Por un tiempo este lenguaje
gestual será su forma de comunicarse, señalará lo que quiere que le demos,
alzará sus bracitos para pedir que lo tomemos en brazos, etc., mientras
tanto irá adquiriendo capacidades básicas para su desarrollo lingüístico.
Un bebé de dos meses se
expresa con gorgoritos de placer, en especial cuando le habla su mamá cuya
voz ya reconoce, pero también puede responder así a aquellos que le hablan
con suavidad y sonriéndole.
Hacia los cinco o seis meses
el bebé comienza a balbucear, parece que quiere hablar, mientras prueba
distintos sonidos como si estuviera contando algo.

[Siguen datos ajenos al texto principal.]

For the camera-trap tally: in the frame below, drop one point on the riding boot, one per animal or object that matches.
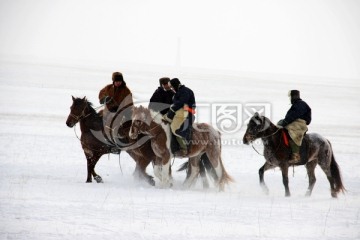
(183, 147)
(295, 155)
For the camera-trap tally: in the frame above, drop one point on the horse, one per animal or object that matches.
(315, 150)
(95, 143)
(205, 140)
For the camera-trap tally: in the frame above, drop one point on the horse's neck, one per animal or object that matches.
(271, 136)
(154, 128)
(91, 121)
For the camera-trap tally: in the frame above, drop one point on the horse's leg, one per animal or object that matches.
(284, 171)
(140, 174)
(194, 172)
(324, 164)
(203, 175)
(92, 159)
(310, 168)
(140, 168)
(262, 170)
(162, 171)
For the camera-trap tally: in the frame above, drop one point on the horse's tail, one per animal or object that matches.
(225, 177)
(335, 173)
(183, 166)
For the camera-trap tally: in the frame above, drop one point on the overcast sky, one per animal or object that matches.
(316, 38)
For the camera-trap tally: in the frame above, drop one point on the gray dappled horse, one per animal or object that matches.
(205, 140)
(315, 150)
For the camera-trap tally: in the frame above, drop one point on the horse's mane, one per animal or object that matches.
(89, 104)
(150, 114)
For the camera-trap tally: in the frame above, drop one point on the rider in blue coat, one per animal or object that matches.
(296, 120)
(181, 114)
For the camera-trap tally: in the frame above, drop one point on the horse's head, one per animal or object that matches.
(77, 111)
(256, 128)
(141, 120)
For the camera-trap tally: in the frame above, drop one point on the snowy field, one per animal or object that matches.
(43, 194)
(240, 53)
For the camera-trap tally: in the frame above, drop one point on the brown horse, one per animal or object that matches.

Es curioso que sin importar el
idioma que se hable en la casa, todos los bebés tienen un patrón similar en
la incorporación de las primeras vocales, consonantes y silabas; así
comienza pronunciando la a, la m, b, p, para luego agregar otras consonantes
como t, seguidas por s, f, i, u, etc.
Para los ocho meses comienza a
usar silabas dobles, mama, tata, etc, pero también para esta época el bebé
comienza a imitar la entonación propia de la lengua que se habla en casa.
Para cuando cumpla el año o
antes, comenzará a usar algunas palabras con significado.
El papel de los padres en el
desarrollo del habla
Lingüistas, antropólogos,
pediatras y otros especialistas coinciden en afirmar que la rapidez con que
un bebé comienza a hablar, tiene más que ver con el estimulo externo que
recibe, que con su inteligencia.
Se menciona como referencia el
caso de niños salvajes, que crecieron en la selva sin contacto con humanos,
cuando fueron encontrados tuvieron dificultades para aprender a hablar, aún
cuando habían manifestado su inteligencia al arreglárselas para sobrevivir
en un medio hostil.
Los primeros cuatro años de
vida son fundamentales en el desarrollo del lenguaje así como de muchas
otras habilidades, esto tiene que ver con el desarrollo cerebral, que
triplica su tamaño durante el primer año de vida, mientras desarrolla una
compleja red de conexiones.
Mucho antes de poder hablar el
bebé ya entiende, pero es fundamental que asegurarse en esa etapa de que su
audición sea correcta, observa como reacciona ante ruidos súbitos, si vuelve
su cabecita hacia el lugar de donde provino el ruido. Si todo está bien con
sus oídos no desaproveches los momentos que pasan juntos, háblale todo el
tiempo.
Los especialistas señalan que
la mamá cumple un rol fundamental en el desarrollo del habla del bebé,
instintivamente las mamás desarrollan un lenguaje adaptado al proceso de
aprendizaje, usan frases cortas y sencillas, acompañadas por gestos y
expresiones faciales que refuerzan la comunicación.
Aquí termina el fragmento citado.